Intra-Uterine Insemination (IUI)

This method involves collecting the sperm by masturbation and injecting it gently into the uterus, thus bypassing the cervix. It is carried out in cases where it is suspected that the female cervical mucus may be hostile to the sperm or where the number of male sperm is believed to be inadequate for fertilization. The insemination should be done within 2 hours of collecting the semen. There are two types of IUI:

  • Insemination with Husbands Semen (AIH)

    AIH is done in cases of impenetrable cervical mucous or when disease or deformity of the cervix makes it impossible for the sperm to enter the uterus. It is also carried out in cases of impotence, premature ejaculation or retrograde ejaculation.

  • Insemination with Donor Semen (AID) is usually carried out in couples where the husband suffers from azoospermia or complete absence of sperm.

In-vitro fertilization (IVF)

This method is more commonly known as the test-tube baby method. Ovum is collected from the wife and sperm from the husband and fertilization is allowed to occur in the laboratory. In the early experiments, fertilization was allowed to occur in a test-tube, hence the name, 'test-tube baby'. The fertilized ovum is cultured up to a 16-celled stage and replaced in the wife's uterus. Success rate is about 25 - 30 %.

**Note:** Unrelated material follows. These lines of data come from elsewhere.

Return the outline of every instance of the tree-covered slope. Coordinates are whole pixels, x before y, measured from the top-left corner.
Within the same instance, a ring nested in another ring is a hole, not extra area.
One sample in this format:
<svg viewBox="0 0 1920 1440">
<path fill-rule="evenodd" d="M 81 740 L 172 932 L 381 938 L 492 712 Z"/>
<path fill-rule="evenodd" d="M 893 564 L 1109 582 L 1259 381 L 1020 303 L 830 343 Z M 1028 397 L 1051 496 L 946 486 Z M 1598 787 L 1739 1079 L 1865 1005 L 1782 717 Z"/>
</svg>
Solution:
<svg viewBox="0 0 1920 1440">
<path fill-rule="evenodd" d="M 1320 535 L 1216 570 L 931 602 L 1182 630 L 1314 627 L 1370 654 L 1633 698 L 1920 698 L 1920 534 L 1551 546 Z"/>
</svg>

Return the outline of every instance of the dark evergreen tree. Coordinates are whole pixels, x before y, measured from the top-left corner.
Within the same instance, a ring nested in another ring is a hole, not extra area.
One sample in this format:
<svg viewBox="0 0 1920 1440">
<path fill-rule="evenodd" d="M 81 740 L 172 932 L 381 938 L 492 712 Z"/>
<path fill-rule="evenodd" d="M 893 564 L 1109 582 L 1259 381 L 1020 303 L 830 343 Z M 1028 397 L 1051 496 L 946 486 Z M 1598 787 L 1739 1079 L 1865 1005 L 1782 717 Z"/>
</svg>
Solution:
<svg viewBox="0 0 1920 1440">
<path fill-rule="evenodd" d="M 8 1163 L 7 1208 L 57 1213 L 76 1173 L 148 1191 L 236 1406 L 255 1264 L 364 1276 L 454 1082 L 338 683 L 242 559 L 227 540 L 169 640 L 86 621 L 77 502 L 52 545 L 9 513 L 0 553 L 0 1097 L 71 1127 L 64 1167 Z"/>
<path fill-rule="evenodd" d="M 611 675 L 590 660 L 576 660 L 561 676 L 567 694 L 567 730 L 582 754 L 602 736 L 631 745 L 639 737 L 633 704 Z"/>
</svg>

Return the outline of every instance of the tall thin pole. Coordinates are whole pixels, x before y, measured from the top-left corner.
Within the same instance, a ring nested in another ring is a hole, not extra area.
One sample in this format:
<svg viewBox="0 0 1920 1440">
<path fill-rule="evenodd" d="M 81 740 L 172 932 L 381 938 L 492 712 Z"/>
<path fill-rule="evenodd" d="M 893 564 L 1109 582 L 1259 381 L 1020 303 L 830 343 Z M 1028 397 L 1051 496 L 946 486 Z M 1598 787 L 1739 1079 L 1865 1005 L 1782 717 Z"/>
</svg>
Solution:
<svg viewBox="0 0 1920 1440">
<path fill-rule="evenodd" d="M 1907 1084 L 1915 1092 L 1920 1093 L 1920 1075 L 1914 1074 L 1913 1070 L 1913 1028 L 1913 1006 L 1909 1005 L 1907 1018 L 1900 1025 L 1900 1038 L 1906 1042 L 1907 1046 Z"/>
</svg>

ICSI (Intra-Cytoplasmic Sperm Injeciton)

In this method, a single sperm is injected into a mature ovum. It is a part of the IVF procedure and the advantage lies in the fact that men with a very low sperm count can also utilize this method. It has also been successfully used in men suffering from azoospermia (complete absence of sperm). In these cases, sperm has been aspirated from the testes directly.